Depois temos todo o sector dos transportes, onde se insere a ANA, a TAP, a REFER, a Carris, os STCP e o Metro de Lisboa. Todas estas empresas serão privatizadas até ao fim de 2012 de acordo com o descrito nas páginas 25, 44 e 45 do Programa de Governo. Como há pressa em privatizar, até porque algumas destas empresas têm prejuízos que advêm não da má gestão mas antes do seu modelo de financiamento, certamente que todo o sector dos transportes será alienado por uma fracção do seu valor. Para além disso, todas estas empresas não têm nenhum concorrente no mercado, ou seja, não haverá nenhum outro operador a realizar o mesmo serviços e como nunca poderão cobrar um preço demasiado alto terá de ser o Estado na mesma a financiar os prejuízos mas, desta vez, com lucros para os privados.

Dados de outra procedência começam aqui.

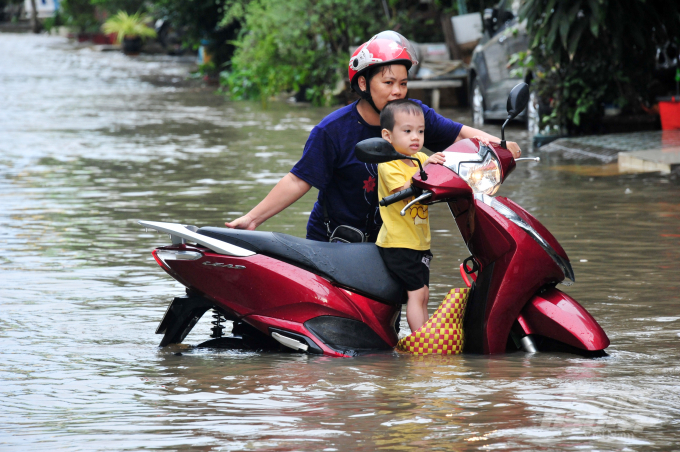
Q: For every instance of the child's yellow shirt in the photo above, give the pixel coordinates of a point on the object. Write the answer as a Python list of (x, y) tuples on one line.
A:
[(412, 230)]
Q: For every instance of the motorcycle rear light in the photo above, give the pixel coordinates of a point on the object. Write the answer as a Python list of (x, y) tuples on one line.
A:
[(161, 256)]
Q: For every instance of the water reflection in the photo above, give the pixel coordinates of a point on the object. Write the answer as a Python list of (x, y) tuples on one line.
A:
[(93, 141)]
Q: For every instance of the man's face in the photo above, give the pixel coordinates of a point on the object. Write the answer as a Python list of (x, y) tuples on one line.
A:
[(388, 84)]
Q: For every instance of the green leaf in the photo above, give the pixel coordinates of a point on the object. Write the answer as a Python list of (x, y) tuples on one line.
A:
[(576, 36)]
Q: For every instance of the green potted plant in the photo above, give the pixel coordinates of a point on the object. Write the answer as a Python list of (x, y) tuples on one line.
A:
[(131, 30)]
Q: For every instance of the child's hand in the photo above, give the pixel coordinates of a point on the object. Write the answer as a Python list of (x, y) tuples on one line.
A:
[(437, 158), (483, 140)]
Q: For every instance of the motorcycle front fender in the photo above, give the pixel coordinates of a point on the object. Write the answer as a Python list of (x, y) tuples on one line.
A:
[(556, 315)]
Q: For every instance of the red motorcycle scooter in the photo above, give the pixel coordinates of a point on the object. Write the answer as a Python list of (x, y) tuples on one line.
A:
[(284, 292)]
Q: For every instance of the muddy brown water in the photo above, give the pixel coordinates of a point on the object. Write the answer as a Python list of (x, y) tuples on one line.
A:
[(90, 142)]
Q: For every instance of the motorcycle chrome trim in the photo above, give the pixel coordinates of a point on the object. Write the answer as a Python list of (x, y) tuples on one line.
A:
[(217, 264), (183, 232), (454, 159), (418, 199), (290, 343), (172, 255), (510, 214)]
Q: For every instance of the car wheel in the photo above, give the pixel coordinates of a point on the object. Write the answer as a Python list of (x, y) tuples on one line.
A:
[(477, 104), (533, 116)]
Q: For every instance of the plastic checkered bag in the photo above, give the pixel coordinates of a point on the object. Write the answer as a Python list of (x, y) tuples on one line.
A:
[(443, 332)]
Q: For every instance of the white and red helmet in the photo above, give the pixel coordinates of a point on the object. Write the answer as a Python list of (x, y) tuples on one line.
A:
[(387, 47)]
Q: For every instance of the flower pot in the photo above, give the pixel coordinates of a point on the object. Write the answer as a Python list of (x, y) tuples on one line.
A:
[(669, 109), (132, 45)]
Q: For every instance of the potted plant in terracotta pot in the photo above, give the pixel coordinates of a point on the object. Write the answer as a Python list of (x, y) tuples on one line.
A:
[(131, 30)]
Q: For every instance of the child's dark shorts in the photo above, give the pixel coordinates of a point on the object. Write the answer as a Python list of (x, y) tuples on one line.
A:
[(411, 267)]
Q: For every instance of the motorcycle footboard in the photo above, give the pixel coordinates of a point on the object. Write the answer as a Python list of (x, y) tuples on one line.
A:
[(180, 318)]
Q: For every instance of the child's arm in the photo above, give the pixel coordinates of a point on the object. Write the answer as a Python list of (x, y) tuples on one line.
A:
[(437, 158)]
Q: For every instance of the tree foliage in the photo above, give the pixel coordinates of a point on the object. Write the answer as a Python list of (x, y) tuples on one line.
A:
[(306, 44), (586, 53)]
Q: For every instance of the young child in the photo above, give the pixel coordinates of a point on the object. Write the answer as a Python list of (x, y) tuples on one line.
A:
[(404, 242)]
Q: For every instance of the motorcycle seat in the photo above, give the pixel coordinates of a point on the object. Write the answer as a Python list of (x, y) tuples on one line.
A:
[(357, 266)]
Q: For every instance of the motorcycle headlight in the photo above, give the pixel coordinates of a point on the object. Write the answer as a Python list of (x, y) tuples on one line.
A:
[(484, 177)]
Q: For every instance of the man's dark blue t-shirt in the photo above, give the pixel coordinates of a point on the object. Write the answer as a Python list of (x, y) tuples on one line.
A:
[(346, 185)]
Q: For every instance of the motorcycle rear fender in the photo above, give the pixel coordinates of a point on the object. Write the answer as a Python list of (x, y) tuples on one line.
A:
[(556, 315)]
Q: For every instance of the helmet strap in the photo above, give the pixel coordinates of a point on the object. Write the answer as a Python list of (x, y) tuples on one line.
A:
[(366, 95)]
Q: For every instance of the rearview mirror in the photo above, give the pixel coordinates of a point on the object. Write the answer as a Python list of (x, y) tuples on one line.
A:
[(376, 150), (518, 100)]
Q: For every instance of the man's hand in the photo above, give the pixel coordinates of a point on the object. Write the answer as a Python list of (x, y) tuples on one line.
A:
[(244, 222), (437, 158)]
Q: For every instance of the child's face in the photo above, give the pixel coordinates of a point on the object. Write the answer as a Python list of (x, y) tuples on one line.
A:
[(408, 134)]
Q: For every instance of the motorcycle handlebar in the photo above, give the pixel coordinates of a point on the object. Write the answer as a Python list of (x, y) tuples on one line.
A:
[(398, 196)]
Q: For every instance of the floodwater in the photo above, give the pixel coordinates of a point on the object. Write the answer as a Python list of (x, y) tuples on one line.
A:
[(90, 142)]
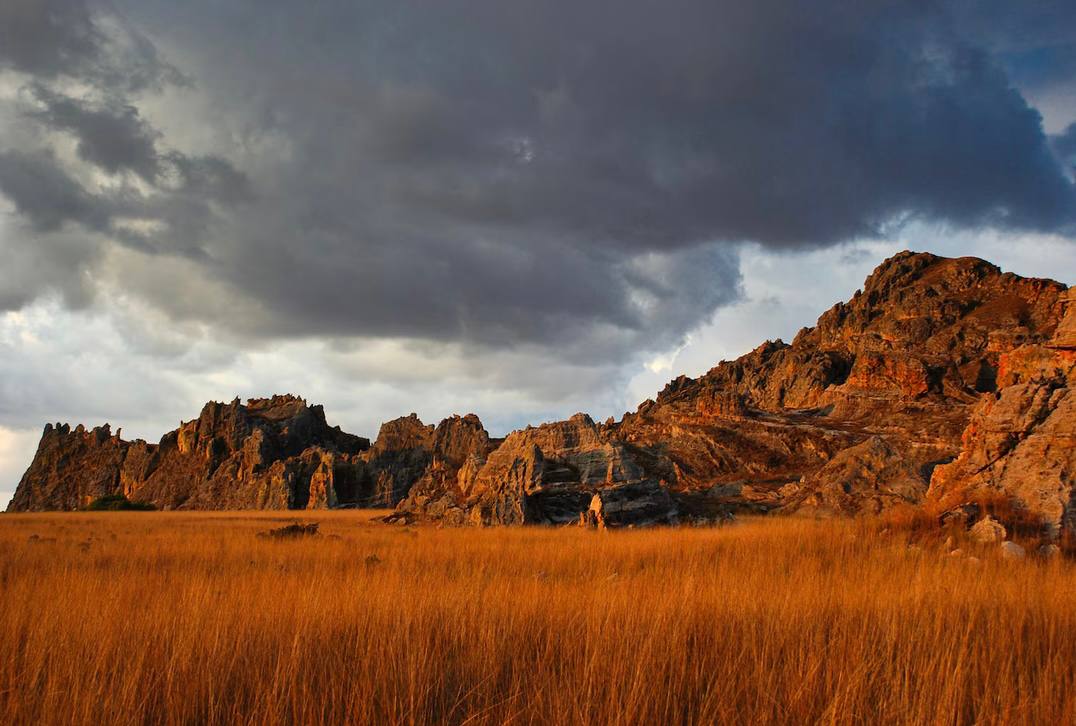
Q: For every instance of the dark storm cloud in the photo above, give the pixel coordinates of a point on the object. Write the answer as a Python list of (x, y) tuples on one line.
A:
[(67, 38), (1064, 144), (113, 137), (574, 174), (44, 194)]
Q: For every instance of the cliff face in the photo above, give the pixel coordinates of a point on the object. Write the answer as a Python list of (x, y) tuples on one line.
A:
[(940, 373), (273, 453), (1021, 441)]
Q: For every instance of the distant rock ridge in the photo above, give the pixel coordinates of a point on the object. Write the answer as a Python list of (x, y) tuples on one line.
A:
[(917, 386)]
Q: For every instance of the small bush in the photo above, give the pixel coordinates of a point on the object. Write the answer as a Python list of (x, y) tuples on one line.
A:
[(117, 502)]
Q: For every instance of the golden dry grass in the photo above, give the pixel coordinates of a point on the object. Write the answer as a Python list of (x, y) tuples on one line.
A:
[(168, 617)]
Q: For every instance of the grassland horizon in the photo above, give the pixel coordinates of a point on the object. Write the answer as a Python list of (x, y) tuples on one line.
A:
[(180, 617)]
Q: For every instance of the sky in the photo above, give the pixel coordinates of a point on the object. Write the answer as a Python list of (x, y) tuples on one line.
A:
[(521, 210)]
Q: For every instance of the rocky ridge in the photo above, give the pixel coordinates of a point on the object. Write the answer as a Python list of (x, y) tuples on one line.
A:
[(923, 379)]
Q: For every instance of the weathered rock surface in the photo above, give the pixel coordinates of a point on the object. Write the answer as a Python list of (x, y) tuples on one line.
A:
[(940, 372), (1021, 440), (854, 414)]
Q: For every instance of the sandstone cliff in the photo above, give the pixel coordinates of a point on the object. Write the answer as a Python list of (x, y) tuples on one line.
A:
[(1021, 441), (940, 373)]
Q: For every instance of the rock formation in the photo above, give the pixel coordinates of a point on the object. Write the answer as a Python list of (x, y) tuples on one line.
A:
[(275, 453), (939, 378), (1020, 441)]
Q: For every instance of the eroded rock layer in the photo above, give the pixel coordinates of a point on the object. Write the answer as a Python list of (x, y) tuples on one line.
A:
[(940, 373)]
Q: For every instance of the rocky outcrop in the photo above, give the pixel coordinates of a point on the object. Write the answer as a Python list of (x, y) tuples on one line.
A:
[(543, 474), (854, 414), (1020, 442), (275, 453), (865, 479), (945, 373)]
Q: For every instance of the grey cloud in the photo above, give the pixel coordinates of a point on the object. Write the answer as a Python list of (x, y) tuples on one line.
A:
[(1064, 144), (114, 138), (576, 176), (45, 194), (80, 39)]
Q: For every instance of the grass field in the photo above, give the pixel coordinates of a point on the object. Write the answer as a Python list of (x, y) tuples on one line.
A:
[(168, 617)]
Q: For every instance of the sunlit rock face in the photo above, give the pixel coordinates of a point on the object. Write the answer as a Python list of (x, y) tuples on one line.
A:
[(273, 453), (1021, 441)]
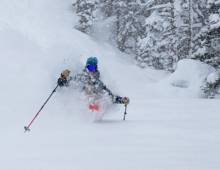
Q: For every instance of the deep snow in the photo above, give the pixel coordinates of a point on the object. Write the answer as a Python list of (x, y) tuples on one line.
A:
[(167, 128)]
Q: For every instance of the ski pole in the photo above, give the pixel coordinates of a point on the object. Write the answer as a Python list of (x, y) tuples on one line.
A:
[(125, 112), (27, 128)]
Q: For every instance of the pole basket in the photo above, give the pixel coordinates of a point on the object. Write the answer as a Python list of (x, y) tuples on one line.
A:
[(26, 129)]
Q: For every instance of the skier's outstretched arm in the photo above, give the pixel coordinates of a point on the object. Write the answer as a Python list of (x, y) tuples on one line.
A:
[(116, 99)]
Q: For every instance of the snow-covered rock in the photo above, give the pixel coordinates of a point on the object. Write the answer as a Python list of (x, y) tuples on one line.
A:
[(190, 74), (213, 77)]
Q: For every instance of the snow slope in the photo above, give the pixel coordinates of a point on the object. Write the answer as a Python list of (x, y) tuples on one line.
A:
[(164, 130)]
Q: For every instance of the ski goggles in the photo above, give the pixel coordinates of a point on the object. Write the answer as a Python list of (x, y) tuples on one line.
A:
[(91, 67)]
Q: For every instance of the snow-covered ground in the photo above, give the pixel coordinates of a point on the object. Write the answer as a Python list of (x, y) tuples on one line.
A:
[(167, 127)]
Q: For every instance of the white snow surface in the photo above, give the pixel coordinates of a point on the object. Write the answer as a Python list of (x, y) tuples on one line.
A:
[(166, 128)]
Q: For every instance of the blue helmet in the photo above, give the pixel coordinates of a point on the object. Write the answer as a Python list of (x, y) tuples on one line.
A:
[(92, 61)]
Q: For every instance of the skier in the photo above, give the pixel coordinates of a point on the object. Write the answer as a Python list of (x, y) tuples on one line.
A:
[(90, 82)]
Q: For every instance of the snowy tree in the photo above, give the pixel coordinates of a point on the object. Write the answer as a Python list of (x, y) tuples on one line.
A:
[(157, 47), (210, 38), (85, 11)]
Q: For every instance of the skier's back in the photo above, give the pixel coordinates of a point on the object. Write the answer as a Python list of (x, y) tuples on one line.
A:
[(90, 82)]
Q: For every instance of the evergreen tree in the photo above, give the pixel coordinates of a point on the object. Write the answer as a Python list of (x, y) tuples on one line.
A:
[(85, 11), (157, 47)]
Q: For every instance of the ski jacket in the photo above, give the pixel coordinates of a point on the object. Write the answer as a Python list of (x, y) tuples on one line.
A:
[(91, 84)]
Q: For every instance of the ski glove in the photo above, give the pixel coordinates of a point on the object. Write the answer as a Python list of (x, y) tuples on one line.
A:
[(125, 100), (121, 100), (63, 80)]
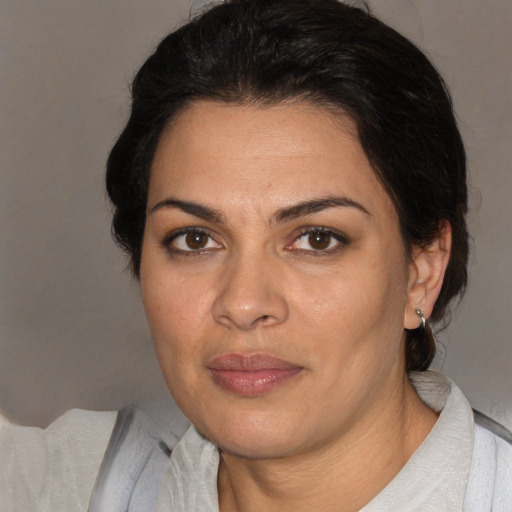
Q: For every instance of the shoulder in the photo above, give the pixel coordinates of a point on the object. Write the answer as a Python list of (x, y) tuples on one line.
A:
[(53, 468)]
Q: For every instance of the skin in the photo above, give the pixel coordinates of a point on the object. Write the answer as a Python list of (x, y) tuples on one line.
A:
[(258, 283)]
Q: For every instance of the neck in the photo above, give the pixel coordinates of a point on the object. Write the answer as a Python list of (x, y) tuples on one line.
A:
[(348, 470)]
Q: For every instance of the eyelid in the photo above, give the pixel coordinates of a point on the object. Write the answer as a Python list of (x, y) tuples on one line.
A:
[(166, 242), (341, 237)]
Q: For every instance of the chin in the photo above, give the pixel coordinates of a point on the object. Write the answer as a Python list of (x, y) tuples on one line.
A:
[(252, 435)]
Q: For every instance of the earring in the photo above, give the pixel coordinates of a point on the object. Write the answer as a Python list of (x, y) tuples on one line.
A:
[(420, 313)]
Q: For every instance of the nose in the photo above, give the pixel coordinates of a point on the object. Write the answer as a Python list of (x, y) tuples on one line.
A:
[(250, 295)]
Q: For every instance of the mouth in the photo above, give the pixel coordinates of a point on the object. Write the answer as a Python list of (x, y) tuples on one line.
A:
[(251, 375)]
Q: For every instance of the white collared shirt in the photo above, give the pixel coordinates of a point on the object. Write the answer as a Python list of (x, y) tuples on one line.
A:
[(459, 466)]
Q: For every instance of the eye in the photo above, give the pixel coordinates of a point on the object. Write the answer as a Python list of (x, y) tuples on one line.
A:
[(319, 240), (190, 240)]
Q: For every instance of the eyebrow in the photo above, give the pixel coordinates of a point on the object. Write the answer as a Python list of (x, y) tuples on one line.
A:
[(289, 213), (316, 205)]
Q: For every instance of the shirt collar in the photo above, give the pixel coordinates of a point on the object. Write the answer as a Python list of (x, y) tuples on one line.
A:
[(433, 479)]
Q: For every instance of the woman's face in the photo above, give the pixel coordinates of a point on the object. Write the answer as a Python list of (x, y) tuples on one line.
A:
[(273, 276)]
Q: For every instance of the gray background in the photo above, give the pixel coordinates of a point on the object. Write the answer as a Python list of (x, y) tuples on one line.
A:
[(72, 331)]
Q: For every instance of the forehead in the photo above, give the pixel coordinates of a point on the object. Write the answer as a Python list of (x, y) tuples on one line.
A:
[(224, 153)]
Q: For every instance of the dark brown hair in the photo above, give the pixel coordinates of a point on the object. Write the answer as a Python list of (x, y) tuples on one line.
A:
[(331, 54)]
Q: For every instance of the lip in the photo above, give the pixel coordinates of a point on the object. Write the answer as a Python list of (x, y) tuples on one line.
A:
[(252, 374)]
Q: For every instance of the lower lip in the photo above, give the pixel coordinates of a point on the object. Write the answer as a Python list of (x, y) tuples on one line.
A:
[(254, 382)]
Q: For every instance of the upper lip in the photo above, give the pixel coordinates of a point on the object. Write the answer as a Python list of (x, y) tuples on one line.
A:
[(255, 361)]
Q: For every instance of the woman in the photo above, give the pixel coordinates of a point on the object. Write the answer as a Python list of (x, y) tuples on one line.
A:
[(290, 188)]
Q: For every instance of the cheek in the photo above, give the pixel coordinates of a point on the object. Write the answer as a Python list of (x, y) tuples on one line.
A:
[(177, 309)]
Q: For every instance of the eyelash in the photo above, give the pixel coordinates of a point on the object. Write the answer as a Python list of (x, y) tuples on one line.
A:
[(341, 238), (171, 237)]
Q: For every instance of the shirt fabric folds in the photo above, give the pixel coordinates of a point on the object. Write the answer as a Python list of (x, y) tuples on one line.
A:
[(460, 466)]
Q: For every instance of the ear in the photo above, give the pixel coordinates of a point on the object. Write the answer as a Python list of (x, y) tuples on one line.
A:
[(426, 274)]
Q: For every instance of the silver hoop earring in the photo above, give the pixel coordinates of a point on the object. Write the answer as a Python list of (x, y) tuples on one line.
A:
[(420, 313)]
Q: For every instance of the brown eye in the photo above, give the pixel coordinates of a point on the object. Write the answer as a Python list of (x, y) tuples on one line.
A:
[(191, 240), (319, 241), (196, 240)]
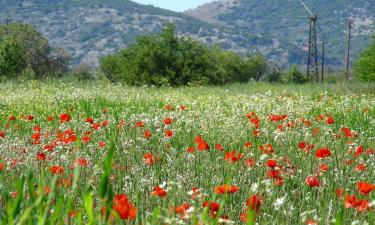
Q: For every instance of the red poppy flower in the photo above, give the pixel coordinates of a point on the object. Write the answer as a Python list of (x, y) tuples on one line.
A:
[(365, 188), (168, 133), (250, 162), (139, 124), (12, 118), (271, 163), (168, 121), (254, 202), (124, 208), (266, 149), (191, 150), (159, 191), (64, 118), (102, 144), (219, 147), (201, 144), (233, 156), (226, 189), (57, 170), (248, 144), (182, 209), (149, 159), (147, 134), (82, 162), (213, 208), (312, 181), (41, 156), (330, 121), (322, 153)]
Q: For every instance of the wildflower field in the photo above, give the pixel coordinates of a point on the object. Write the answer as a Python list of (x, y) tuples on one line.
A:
[(243, 154)]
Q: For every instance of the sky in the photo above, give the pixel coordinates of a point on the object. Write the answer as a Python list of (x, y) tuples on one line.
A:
[(175, 5)]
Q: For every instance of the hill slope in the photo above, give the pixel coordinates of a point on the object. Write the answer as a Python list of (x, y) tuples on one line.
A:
[(92, 28), (286, 21)]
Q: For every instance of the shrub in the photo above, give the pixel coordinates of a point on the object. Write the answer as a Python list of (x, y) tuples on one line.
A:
[(365, 65), (171, 60)]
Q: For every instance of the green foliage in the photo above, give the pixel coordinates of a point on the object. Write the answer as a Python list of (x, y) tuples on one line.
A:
[(12, 59), (294, 75), (36, 52), (365, 66), (171, 60)]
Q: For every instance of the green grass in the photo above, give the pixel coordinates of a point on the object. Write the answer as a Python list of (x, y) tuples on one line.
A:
[(218, 115)]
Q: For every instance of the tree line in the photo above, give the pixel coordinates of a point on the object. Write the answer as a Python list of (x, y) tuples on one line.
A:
[(165, 59)]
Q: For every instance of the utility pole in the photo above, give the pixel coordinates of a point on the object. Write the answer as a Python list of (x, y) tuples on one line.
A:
[(312, 63), (347, 56), (323, 55)]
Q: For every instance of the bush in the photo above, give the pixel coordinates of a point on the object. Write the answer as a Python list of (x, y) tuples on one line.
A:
[(294, 75), (365, 65), (12, 59), (171, 60)]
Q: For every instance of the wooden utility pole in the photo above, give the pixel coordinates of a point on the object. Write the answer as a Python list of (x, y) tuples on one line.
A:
[(323, 55), (347, 56)]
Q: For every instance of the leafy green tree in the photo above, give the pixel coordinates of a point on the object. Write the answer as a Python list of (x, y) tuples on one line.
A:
[(12, 59), (294, 75), (40, 56), (169, 59), (365, 65)]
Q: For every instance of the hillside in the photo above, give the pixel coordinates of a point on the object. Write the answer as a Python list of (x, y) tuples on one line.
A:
[(286, 21), (92, 28)]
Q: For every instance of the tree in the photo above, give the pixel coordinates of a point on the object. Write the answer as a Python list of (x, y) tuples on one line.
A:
[(39, 55), (12, 59), (365, 65)]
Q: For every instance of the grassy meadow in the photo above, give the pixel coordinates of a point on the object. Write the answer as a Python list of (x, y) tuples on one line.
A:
[(253, 153)]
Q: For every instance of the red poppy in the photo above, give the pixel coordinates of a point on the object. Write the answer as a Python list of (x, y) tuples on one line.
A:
[(139, 124), (89, 120), (147, 134), (250, 162), (191, 150), (168, 121), (82, 162), (12, 118), (266, 149), (254, 202), (168, 133), (57, 170), (201, 144), (182, 209), (226, 189), (322, 153), (124, 208), (365, 188), (219, 147), (41, 156), (312, 181), (271, 163), (248, 144), (330, 121), (159, 191), (64, 118), (360, 167), (233, 156), (149, 159), (213, 208), (102, 144)]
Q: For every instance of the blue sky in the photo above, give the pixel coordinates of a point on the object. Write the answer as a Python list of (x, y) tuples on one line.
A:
[(175, 5)]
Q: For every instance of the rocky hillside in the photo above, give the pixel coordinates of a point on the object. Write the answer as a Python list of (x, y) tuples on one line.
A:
[(92, 28), (285, 21)]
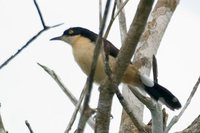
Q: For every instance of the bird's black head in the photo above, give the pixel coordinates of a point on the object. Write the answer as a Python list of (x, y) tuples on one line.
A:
[(81, 31)]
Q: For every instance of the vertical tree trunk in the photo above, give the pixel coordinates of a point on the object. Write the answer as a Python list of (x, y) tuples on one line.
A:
[(147, 47)]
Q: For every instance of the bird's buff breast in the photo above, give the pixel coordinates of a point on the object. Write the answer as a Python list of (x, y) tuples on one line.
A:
[(83, 55)]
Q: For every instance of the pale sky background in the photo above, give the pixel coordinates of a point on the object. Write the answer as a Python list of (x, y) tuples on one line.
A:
[(28, 93)]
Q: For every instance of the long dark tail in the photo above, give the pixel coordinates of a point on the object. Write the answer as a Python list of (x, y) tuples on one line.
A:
[(159, 93)]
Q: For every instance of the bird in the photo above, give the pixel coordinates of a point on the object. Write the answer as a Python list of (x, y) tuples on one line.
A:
[(83, 42)]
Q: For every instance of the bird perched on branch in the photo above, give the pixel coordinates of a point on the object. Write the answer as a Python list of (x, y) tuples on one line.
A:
[(83, 44)]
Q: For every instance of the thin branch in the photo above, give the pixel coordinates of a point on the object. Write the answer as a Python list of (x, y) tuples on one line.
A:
[(114, 16), (93, 65), (83, 93), (123, 59), (40, 14), (2, 129), (136, 29), (122, 19), (29, 126), (177, 117), (69, 95), (155, 69), (31, 39), (100, 12)]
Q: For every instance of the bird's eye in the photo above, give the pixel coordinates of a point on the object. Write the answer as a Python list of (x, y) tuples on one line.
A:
[(71, 32)]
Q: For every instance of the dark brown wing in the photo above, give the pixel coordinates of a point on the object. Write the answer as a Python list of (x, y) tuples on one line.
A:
[(110, 49)]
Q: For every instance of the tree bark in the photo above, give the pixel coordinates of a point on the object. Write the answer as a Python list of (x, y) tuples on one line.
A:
[(194, 127), (147, 47)]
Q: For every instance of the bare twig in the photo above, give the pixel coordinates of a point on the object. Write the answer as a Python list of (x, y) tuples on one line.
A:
[(40, 14), (155, 69), (31, 39), (29, 126), (123, 59), (175, 119), (114, 16), (2, 129), (93, 66), (69, 95)]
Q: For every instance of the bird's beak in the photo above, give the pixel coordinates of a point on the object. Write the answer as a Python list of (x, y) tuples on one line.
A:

A Águas de Portugal também está na mira do Governo, primeiro vendendo o subsector dos resíduos (pág. 60) e depois abrindo a empresa pública “à participação de entidades públicas estatais ou municipais (bem como de entidades privadas na gestão do sistema) ” (pág. 59). É então este o projecto do Governo: privatizar a água, ou a sua distribuição. Isto é muito injusto, pois não existe bem mais público do que a água e agora teremos os privados a mandar num sector absolutamente estratégico e sem concorrência.
Mas também haverá uma parte da saúde a ir parar às mãos dos Mellos e das Misericórdias tal como está expresso na página 80 do Programa.
Nos próximos anos o país será vendido a preço de saldo, tal como está a acontecer na Grécia. Os sectores mais críticos como a Segurança Social, a Saúde, as Águas, os Transportes e as Golden Shares que nos restavam serão vendidos e o país ficará mais pobre.
Acresce que a privatização das grandes empresas, nomeadamente as que gerem recursos como a àgua, os transportes ou a energia, mesmo sendo privadas e de capitais nacionais correm o sério risco de sofrerem de Ofertas Púplicas de Aquisição (OPAs) de outras empresas estrangeiras do sector. Não é que os grandes capitalistas nacionais tenham mais ética do que os capitalistas estrangeiros, mas é sempre mais fácil controlar os excessos das empresas nacionais. Se o nosso poder de decisão económica já é diminuto a alienação dos recursos estratégicos pode afectar a capacidade de decisão e a democracia.